The original "Waco Post Office" and the "Peoples Bank of Waco." This building is one of the oldest structures in Waco and has been restored by the McNeely Family.
This building was once the Agricultural Building for Waco School. It now serves as the Town Hall. Inside you will find the Mayor and clerk's offices, the town board meeting room and a large shop and storage area. The building sits at the intersection of A.W. Black St and Dodd St. The Town Board
recently completed extensive exterior renovations to the building by replacing all the windows, adding new soffits and fascia and new guttering.
HISTORIC WACO PHOTO GALLERY
Macedonia Missionary Baptist Church sits on the site where Waco Academy opened in 1883. Waco Academy changed names several times over the years, and the building sat vacant for several years after it finally closed as a 5th and 6th grade school in 1983. The property changed hands several times before Macedonia Baptist Church purchased it and turned it into a huge campus with a growing congregation. Although renovations have been numerous, including repairs following a large damaging fire in the old classroom structure, if you look closely you will recognize the old school building.
The Town Hall meeting room used by the Waco Town Board recently underwent renovations. Supplies and labor were donated in memory of former Waco Alderman John Barrett, Sr. who served 1968 - 1976. The council chairs were donated by United Technologies Corporation.
The original sign for the Waco Milling Company, still standing and located just behind the current Waco Post Office.

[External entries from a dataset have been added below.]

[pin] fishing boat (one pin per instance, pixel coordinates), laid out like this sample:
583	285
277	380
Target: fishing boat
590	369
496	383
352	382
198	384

Waco Baptist Church was originally called Capernaum Church and opened in 1842 about a mile south of Waco. It was the first church established in Cleveland County. In 1887 the church elders decided to move the church to the Town of Waco to be closer to the railroad. The wooden church building was built on property obtained from local physician, Dr. Noah A. Goode, and served the congregation well for the next 50 years. In 1940 the wooden church building was razed to build a new, more modern, brick structure which still stands today.